Hitchcock s’est trompé, « Fenêtre sur cour » Contre-enquête (Les éditions de minuit, 2023)

Le versant  animal,  lecteur !

L’éclaireur  Pierre Bayard, après avoir démonté et remonté de grands mythes littéraires (Le Meurtre de Roger Ackroyd  d’Agatha Christie,  L’affaire du  Chien de Baskerville de Conan Doyle…)  part cette fois-ci  en reconnaissance d’un film de chevet des  cinéphiles :  Fenêtre sur cour d’Alfred Hitchcock.

Rappelons brièvement les faits du récit.  A cause d’une jambe cassée, le  reporter-photographe L. B Jeffries est contraint de rester chez lui dans un fauteuil. En observant le comportement de ses voisins d’en face, il arrive à la conclusion que son voisin Thorwald aurait assassiné sa femme.

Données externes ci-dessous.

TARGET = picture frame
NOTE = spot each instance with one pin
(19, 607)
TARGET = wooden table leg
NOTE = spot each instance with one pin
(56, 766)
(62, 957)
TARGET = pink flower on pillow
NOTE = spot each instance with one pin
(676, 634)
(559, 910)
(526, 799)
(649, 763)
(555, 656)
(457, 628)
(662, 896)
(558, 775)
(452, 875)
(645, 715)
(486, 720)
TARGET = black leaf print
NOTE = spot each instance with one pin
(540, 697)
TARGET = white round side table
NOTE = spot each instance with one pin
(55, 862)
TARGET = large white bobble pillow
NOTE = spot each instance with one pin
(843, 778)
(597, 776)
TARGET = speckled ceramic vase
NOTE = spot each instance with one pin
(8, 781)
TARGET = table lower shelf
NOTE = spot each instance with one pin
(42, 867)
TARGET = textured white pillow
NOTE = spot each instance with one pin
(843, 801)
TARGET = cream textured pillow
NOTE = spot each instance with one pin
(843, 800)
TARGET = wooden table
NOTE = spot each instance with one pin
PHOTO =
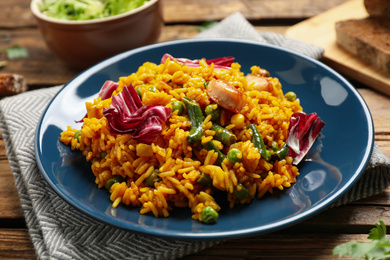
(312, 239)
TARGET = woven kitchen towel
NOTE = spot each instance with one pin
(58, 231)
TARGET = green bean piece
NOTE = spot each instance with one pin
(240, 191)
(209, 215)
(179, 106)
(196, 118)
(195, 135)
(113, 180)
(205, 179)
(258, 142)
(282, 152)
(234, 155)
(223, 135)
(214, 110)
(153, 178)
(77, 135)
(211, 146)
(291, 96)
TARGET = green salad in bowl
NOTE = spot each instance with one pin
(87, 9)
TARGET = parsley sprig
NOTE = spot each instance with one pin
(376, 249)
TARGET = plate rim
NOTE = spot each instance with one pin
(280, 224)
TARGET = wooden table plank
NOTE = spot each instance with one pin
(16, 244)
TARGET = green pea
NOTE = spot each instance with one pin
(153, 178)
(214, 110)
(77, 135)
(274, 145)
(291, 96)
(240, 191)
(282, 152)
(209, 215)
(234, 155)
(113, 180)
(152, 89)
(205, 179)
(139, 92)
(179, 106)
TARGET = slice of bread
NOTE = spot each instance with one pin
(378, 7)
(368, 39)
(12, 84)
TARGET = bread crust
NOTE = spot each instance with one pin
(11, 84)
(378, 8)
(368, 39)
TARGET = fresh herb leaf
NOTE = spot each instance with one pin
(16, 52)
(379, 232)
(378, 248)
(206, 25)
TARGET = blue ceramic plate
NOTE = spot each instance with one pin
(333, 165)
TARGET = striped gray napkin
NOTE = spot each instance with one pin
(58, 231)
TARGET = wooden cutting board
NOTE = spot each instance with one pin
(320, 30)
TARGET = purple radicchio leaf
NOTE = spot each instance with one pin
(107, 89)
(219, 63)
(105, 92)
(126, 115)
(302, 133)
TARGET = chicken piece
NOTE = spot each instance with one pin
(226, 96)
(261, 83)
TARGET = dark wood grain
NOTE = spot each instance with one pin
(314, 238)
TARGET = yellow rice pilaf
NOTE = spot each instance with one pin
(180, 164)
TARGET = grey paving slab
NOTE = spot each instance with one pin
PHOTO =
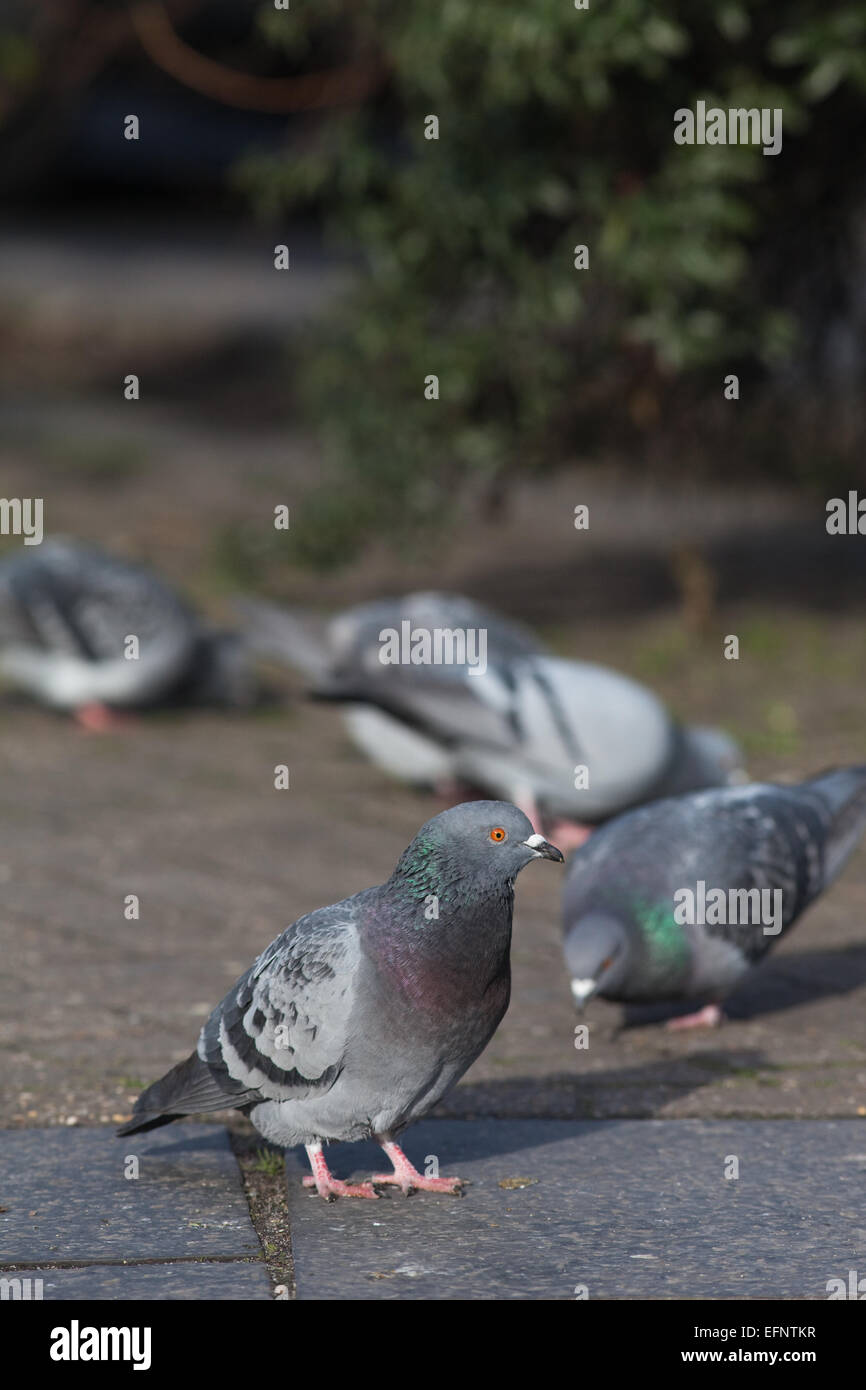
(626, 1208)
(66, 1196)
(186, 1280)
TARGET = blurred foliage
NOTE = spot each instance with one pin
(555, 129)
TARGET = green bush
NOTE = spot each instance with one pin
(555, 129)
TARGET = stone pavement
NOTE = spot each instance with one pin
(555, 1209)
(181, 1229)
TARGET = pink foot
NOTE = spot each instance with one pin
(332, 1187)
(708, 1018)
(99, 719)
(407, 1178)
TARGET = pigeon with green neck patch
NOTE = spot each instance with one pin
(362, 1015)
(680, 898)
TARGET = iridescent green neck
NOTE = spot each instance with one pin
(666, 944)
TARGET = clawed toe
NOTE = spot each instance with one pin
(335, 1187)
(419, 1183)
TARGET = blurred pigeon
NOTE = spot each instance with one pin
(359, 1018)
(67, 612)
(563, 740)
(680, 898)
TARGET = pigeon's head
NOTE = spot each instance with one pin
(598, 952)
(478, 841)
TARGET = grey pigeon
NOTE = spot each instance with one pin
(67, 612)
(359, 1016)
(679, 900)
(341, 658)
(563, 740)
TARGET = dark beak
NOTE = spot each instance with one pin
(544, 848)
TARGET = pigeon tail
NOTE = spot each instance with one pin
(189, 1089)
(288, 635)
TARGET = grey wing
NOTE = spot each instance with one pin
(282, 1030)
(769, 852)
(72, 598)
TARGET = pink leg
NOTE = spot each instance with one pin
(99, 719)
(325, 1184)
(708, 1018)
(526, 802)
(407, 1178)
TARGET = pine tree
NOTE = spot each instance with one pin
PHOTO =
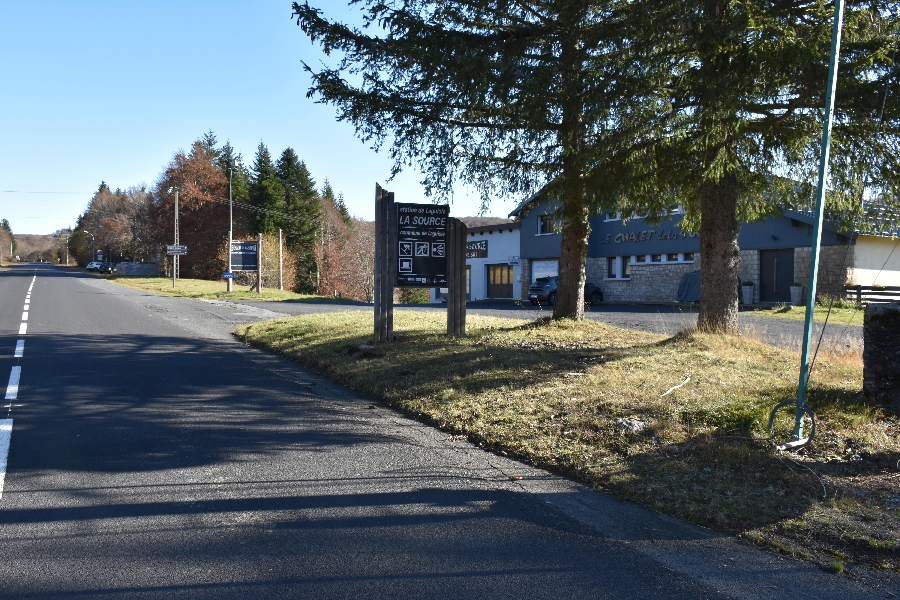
(265, 193)
(301, 205)
(611, 104)
(516, 98)
(735, 93)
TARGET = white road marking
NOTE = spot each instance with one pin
(12, 390)
(5, 434)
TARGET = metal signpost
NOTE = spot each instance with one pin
(476, 249)
(422, 245)
(175, 250)
(244, 256)
(802, 412)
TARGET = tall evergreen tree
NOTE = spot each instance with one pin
(606, 103)
(516, 98)
(301, 205)
(265, 193)
(240, 176)
(738, 90)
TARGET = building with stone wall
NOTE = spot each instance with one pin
(634, 261)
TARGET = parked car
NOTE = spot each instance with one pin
(543, 290)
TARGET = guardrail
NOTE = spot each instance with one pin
(864, 294)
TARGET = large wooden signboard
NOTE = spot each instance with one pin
(422, 245)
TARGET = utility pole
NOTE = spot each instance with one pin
(230, 280)
(175, 256)
(259, 264)
(92, 243)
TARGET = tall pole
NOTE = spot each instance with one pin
(230, 281)
(259, 264)
(175, 256)
(820, 213)
(92, 244)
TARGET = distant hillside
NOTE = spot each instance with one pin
(32, 247)
(482, 221)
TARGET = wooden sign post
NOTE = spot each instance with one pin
(456, 277)
(385, 264)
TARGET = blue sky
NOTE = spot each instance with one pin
(95, 91)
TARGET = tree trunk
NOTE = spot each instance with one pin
(576, 229)
(573, 254)
(720, 256)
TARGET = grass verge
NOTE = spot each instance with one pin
(588, 400)
(202, 288)
(842, 315)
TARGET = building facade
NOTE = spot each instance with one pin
(634, 261)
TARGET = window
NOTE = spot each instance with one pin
(545, 225)
(617, 267)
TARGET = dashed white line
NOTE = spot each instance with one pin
(12, 390)
(5, 434)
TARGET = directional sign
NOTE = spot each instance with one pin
(422, 250)
(244, 256)
(476, 249)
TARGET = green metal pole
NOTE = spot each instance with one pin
(820, 212)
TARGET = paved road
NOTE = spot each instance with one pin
(153, 456)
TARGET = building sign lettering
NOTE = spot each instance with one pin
(646, 235)
(476, 249)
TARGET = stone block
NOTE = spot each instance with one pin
(881, 355)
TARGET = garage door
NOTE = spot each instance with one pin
(544, 268)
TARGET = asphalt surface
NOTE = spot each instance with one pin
(152, 455)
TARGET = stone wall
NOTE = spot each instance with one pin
(832, 276)
(748, 270)
(650, 282)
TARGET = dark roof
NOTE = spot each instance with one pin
(483, 221)
(498, 227)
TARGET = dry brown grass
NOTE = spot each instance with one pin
(560, 394)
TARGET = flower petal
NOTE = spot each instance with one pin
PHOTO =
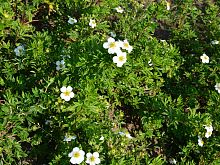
(76, 149)
(88, 155)
(105, 45)
(63, 89)
(115, 59)
(71, 94)
(96, 154)
(69, 88)
(110, 39)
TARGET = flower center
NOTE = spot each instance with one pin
(112, 45)
(76, 155)
(66, 93)
(209, 133)
(92, 158)
(126, 45)
(121, 58)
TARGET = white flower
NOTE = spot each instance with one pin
(101, 138)
(200, 141)
(92, 23)
(209, 130)
(19, 50)
(77, 156)
(205, 58)
(69, 138)
(72, 21)
(92, 159)
(217, 87)
(215, 42)
(120, 59)
(112, 34)
(119, 9)
(172, 161)
(67, 93)
(112, 45)
(168, 5)
(60, 65)
(121, 133)
(125, 45)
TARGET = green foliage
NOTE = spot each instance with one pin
(163, 95)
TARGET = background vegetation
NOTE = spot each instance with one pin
(162, 96)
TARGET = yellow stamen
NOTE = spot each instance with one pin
(126, 45)
(66, 93)
(76, 155)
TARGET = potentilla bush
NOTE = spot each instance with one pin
(109, 82)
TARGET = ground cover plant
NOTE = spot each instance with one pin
(109, 82)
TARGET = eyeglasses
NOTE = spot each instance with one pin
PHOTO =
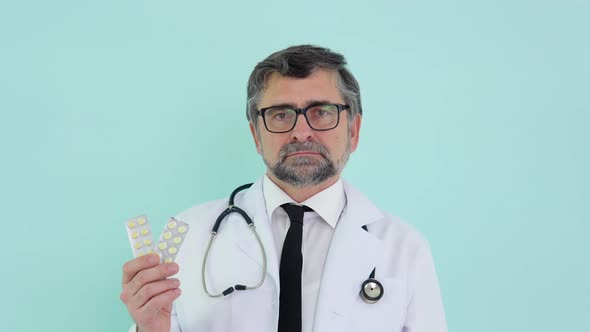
(321, 117)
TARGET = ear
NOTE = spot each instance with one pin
(255, 136)
(355, 128)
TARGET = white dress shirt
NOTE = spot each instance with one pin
(318, 228)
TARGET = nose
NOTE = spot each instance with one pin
(302, 131)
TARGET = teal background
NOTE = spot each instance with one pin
(475, 131)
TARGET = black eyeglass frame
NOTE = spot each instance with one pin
(303, 111)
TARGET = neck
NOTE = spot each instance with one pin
(299, 194)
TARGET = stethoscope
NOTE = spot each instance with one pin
(371, 289)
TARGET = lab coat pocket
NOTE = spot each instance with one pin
(255, 310)
(387, 314)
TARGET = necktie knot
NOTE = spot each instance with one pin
(295, 212)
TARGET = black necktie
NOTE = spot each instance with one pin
(290, 271)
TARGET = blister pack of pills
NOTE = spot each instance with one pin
(171, 239)
(140, 236)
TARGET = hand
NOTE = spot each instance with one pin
(147, 293)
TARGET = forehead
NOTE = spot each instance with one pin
(321, 85)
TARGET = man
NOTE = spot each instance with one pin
(321, 239)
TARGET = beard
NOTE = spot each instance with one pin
(306, 171)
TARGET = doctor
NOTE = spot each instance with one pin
(323, 240)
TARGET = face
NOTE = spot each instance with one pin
(305, 157)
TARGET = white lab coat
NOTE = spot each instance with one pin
(401, 257)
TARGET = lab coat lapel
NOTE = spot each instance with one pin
(352, 256)
(253, 203)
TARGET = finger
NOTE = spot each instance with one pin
(155, 273)
(148, 291)
(160, 301)
(132, 267)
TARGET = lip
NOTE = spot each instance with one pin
(304, 153)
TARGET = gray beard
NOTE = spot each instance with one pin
(305, 171)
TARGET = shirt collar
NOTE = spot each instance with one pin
(328, 203)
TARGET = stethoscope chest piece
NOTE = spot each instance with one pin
(371, 291)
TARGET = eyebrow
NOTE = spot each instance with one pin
(308, 103)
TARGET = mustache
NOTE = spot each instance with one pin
(305, 146)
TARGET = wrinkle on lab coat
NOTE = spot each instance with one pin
(399, 254)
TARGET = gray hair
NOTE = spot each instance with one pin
(300, 62)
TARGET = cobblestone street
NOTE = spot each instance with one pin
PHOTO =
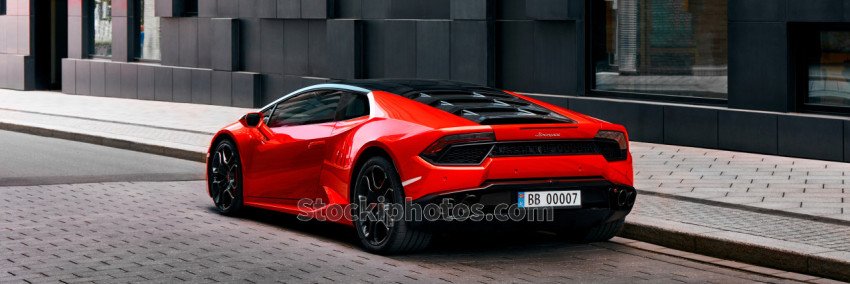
(168, 232)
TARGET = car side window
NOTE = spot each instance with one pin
(354, 106)
(308, 108)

L’approche de  Bayard  met en lumière un personnage secondaire du film : le chien « Puppy » et le versant animal de l’enquête.  Il  ouvre ainsi  de nouvelles fenêtres  dans l’interprétation du film et des perspectives critiques réjouissantes pour les amateurs de la « revision ».

Cette révision du film va prendre une nouvelle orientation passionnante et nous emmener sur les chemins d’Anne Simon et de Jacques Derrida vers la zoocritique !  C’est moins l’immeuble et l’intérieur des appartements qui intéresse « l’inspecteur Bayard » que  les deux chiens Puppy 1 et Puppy 2,  qu’on avait  tendance à oublier, entre chaque vision du film. Une nouvelle aire du film, la cour de l’immeuble est ainsi revisitée.

Une contre-enquête jusqu’à l’os

L’auteur prolifique de Comment parler d’un livre sans l’avoir lu ? et de Comment améliorer les œuvres ratées pratique une critique interventionniste où le narrateur de ces fictions théoriques ne recule devant rien y compris  « s’attaquer » à des chefs d’œuvre.   Les analyses de Bayard rappellent  que Je est un autre et qu’il ne faut pas confondre la  personnalité artistique, qui se construit au fil du livre,  et la personne de l’auteur.  La narration bayardienne est donc avant tout un récit raconté par un auteur imaginé. Un auteur peut donc  en cacher un autre et si on doit l’accuser de mauvaise foi, c’est à son double littéraire qu’il faudra s’adresser. C’est encore cette approche décalée et  humoristique qui fait la saveur de cette contre-enquête.

Fenêtre sur cour va donc être démonté, remonté, disséqué jusqu’à l’os.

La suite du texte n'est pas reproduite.